Monitoring of damselfly emergence
Ten emergence traps (each 1 m2) were placed haphazardly over suitable vegetation at the margins of the marsh (where these damselflies emerge) in the first week of June each year. Teneral damselflies were collected from traps each day, and the number of A. pollictus mites attached to each damselfly was recorded using a 20× loupe. The length of the damselfly right forewing (distance between nodus and tip) was measured with digital calipers (± 0.01 mm). Emergence traps were not used in 2004 and 2007. In 2004 however, newly emerged damselflies were caught with hand nets during a portion of the emergence period (June 23-26).
Surveys of mature damselflies
Adult damselflies were netted daily from late June to early August in a 1-hour survey (1100-1200), except on days when their activity was limited by inclement weather. We recorded host sex and age (young, mature, or old; based on body colouration [70, 71]), as well as number of scars, live mites and dead mites. Each damselfly was marked on one of the hindwings with a permanent marker (Stanford® Sharpie) to avoid recounting it if captured in subsequent surveys. In 2004, adults were collected only from July 11-19. In 2007, only two surveys were conducted (July 14,15), and wing length was not recorded.
Air temperatures were recorded using a standard Stevenson screen at 1.5 m height with a Campbell Scientific 21× datalogger. Mean daily temperatures taken from hourly averages were assessed prior to the emergence period (May 15 to the first day of emergence) and during the flight season (first day of emergence to August 1).
Analyses were completed in JMP (version 5.1: SAS Institute, 2002). Logarithmic transformations of wing length and mite intensity were done to satisfy assumptions of normality (actual values are presented in tables and figures). Separate analyses were completed for newly emerged and mature damselflies. For analyses of intensity, mature damselflies with mite scars were excluded because scars can become difficult to see as damselflies age. However, these individuals were included for summaries of all other variables.

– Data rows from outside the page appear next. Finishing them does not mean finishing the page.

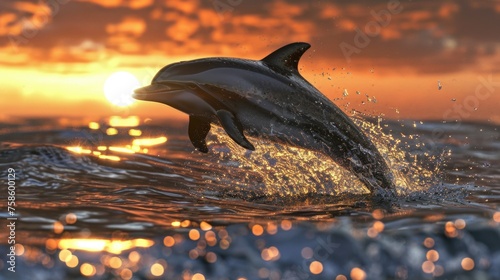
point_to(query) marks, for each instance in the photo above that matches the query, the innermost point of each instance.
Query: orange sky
(55, 57)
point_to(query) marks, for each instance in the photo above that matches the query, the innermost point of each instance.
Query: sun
(119, 88)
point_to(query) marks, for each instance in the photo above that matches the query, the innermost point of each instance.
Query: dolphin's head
(175, 85)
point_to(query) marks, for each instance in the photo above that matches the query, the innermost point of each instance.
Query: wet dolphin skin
(266, 98)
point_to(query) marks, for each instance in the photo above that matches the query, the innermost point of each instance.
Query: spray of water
(279, 170)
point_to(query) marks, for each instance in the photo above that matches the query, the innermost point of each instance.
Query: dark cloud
(428, 36)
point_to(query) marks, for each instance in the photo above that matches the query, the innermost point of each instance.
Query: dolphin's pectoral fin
(286, 59)
(198, 130)
(233, 129)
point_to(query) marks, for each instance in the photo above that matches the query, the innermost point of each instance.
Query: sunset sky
(56, 55)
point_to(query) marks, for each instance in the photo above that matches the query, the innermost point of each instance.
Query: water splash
(279, 170)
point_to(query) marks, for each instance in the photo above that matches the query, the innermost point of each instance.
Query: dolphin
(267, 98)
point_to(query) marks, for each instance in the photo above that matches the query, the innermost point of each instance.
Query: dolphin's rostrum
(266, 98)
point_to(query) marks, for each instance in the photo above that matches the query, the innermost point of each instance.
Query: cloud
(424, 35)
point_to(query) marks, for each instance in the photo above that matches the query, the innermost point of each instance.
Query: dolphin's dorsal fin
(286, 59)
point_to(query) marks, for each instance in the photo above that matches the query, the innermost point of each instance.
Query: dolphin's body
(266, 98)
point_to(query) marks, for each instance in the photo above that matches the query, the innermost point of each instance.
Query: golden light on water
(432, 255)
(428, 267)
(111, 131)
(78, 150)
(94, 125)
(149, 141)
(157, 269)
(87, 269)
(198, 276)
(429, 242)
(257, 230)
(119, 88)
(169, 241)
(117, 121)
(205, 226)
(99, 245)
(112, 158)
(121, 150)
(467, 264)
(358, 274)
(270, 254)
(496, 217)
(194, 234)
(316, 267)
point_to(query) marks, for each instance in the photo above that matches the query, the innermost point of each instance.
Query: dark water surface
(124, 198)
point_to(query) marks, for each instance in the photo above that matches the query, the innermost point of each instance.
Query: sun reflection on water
(116, 124)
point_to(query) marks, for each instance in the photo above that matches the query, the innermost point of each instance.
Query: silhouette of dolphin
(266, 98)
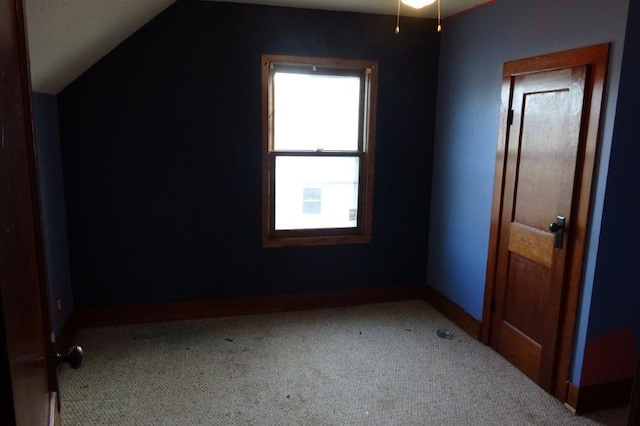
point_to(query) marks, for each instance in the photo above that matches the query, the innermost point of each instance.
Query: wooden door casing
(593, 60)
(22, 268)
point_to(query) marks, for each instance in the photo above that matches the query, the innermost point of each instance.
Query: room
(172, 170)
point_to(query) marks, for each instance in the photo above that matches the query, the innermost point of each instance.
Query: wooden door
(539, 185)
(22, 274)
(546, 152)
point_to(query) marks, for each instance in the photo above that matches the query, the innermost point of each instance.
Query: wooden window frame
(367, 136)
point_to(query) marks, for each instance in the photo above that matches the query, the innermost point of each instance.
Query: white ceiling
(66, 37)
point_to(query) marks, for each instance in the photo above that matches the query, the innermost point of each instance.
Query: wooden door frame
(29, 271)
(595, 58)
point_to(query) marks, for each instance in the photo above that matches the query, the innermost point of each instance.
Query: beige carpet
(379, 364)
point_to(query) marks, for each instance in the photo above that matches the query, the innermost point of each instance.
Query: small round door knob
(554, 227)
(73, 357)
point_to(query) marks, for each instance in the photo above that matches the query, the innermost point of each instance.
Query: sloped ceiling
(66, 37)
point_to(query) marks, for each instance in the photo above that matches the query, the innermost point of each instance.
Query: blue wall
(615, 298)
(45, 116)
(161, 144)
(474, 46)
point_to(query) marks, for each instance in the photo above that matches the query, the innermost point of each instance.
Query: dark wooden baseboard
(119, 315)
(452, 311)
(583, 399)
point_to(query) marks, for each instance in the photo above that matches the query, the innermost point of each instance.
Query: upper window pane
(315, 112)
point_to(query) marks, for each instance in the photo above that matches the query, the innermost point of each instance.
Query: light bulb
(418, 4)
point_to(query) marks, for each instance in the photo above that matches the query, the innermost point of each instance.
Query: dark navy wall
(474, 47)
(161, 153)
(45, 116)
(614, 318)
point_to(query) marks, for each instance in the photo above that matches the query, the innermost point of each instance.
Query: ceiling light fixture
(417, 4)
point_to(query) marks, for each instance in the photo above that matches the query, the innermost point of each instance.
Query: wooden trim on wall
(119, 315)
(584, 399)
(452, 311)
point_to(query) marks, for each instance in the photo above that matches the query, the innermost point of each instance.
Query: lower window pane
(316, 192)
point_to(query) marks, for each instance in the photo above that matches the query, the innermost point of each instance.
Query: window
(318, 150)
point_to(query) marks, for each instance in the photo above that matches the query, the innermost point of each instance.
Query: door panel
(22, 285)
(542, 151)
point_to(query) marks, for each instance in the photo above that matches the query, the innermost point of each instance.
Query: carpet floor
(379, 364)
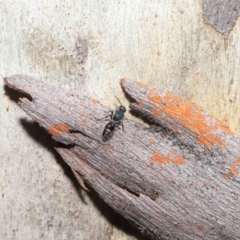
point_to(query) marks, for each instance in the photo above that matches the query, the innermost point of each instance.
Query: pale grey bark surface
(87, 46)
(176, 181)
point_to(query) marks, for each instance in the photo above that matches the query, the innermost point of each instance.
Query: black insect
(116, 117)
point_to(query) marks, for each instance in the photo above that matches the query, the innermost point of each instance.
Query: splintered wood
(177, 179)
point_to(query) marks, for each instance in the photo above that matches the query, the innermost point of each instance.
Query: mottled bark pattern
(178, 179)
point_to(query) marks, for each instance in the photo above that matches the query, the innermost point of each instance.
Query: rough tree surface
(178, 179)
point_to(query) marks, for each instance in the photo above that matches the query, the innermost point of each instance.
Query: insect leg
(110, 115)
(118, 125)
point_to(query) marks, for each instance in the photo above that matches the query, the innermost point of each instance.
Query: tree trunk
(178, 179)
(190, 48)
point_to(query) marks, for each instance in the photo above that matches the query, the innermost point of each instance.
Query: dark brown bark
(176, 180)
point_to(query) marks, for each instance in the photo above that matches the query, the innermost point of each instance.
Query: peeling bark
(178, 179)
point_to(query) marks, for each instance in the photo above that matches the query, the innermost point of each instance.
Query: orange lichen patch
(200, 228)
(58, 129)
(94, 101)
(224, 175)
(141, 104)
(162, 159)
(234, 170)
(189, 116)
(85, 118)
(142, 85)
(152, 140)
(237, 161)
(123, 80)
(154, 97)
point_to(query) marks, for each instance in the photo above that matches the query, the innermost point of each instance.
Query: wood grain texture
(177, 180)
(86, 47)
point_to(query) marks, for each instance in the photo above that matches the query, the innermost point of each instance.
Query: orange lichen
(201, 228)
(58, 129)
(189, 116)
(152, 140)
(162, 159)
(224, 175)
(234, 170)
(237, 161)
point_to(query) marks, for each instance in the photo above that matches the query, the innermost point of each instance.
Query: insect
(116, 117)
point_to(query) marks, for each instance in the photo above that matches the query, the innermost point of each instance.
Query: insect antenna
(118, 100)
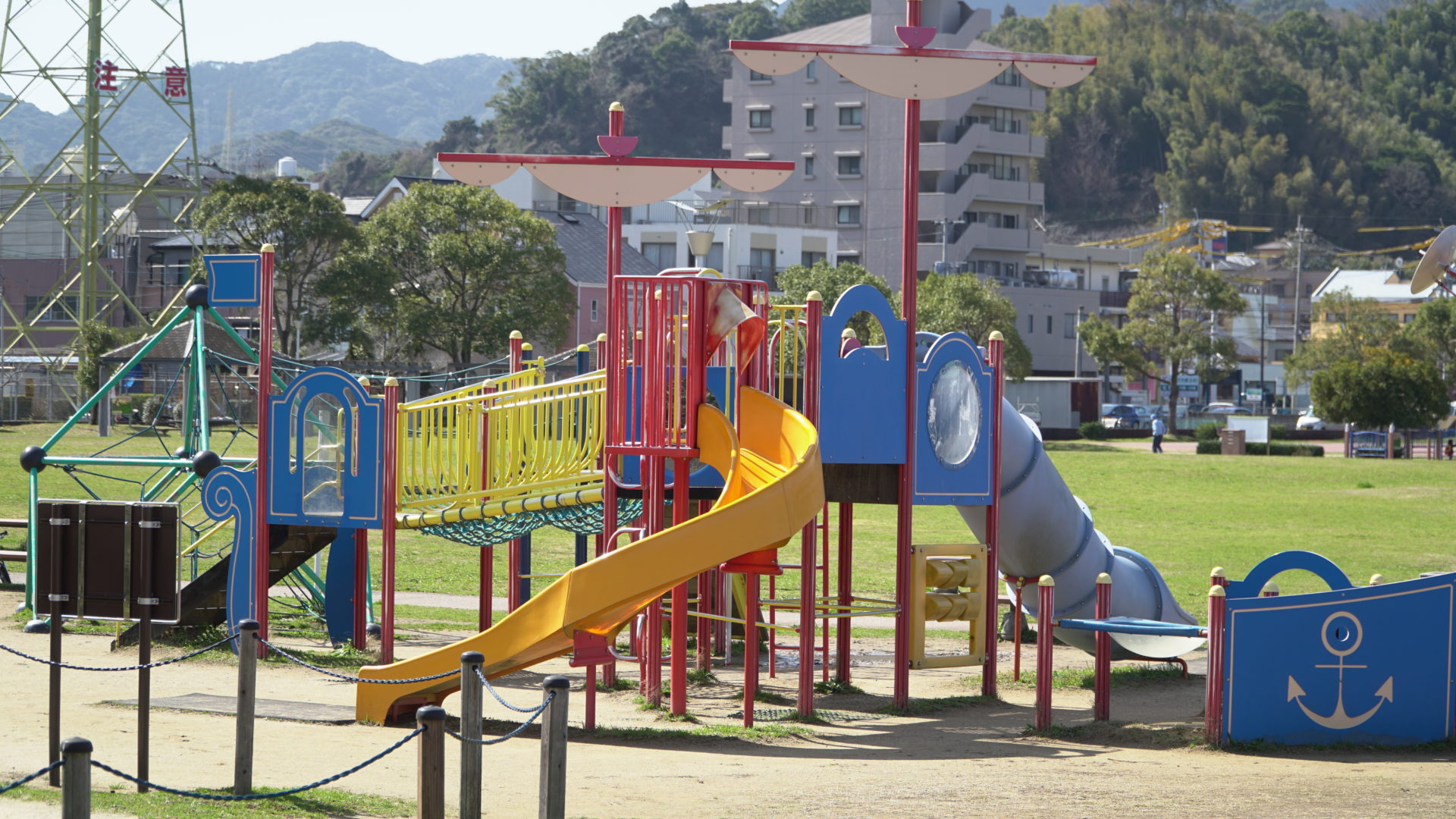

Differences in prevalence and resistance between sexes within a year were analyzed with Kruskal Wallis chi-square tests. Multiple comparisons of wing length, prevalence and intensity among years were completed using ANOVA and Tukey Honest Significant Difference (HSD). Because sex was strongly correlated with wing length, we analyzed the sexes separately in a logistic regression model to determine if year, wing length or intensity were significant predictors of resistance. Data from 2007 were excluded because wing length was not measured that year. We used a nominal logistic regression model to determine whether intensity at emergence was a significant predictor of whether resistance was present in the mature damselfly population each year. We also used this model to determine whether intensity in mature damselflies was a significant predictor of whether this sample of the population resisted mites.
The Natural Sciences and Engineering Research Council of Canada funded MRF and an Ontario Ministry of Research and Innovation Post-Doctoral Fellowship funded LN. We thank Stacey Robinson and Troy Day for comments on the manuscript.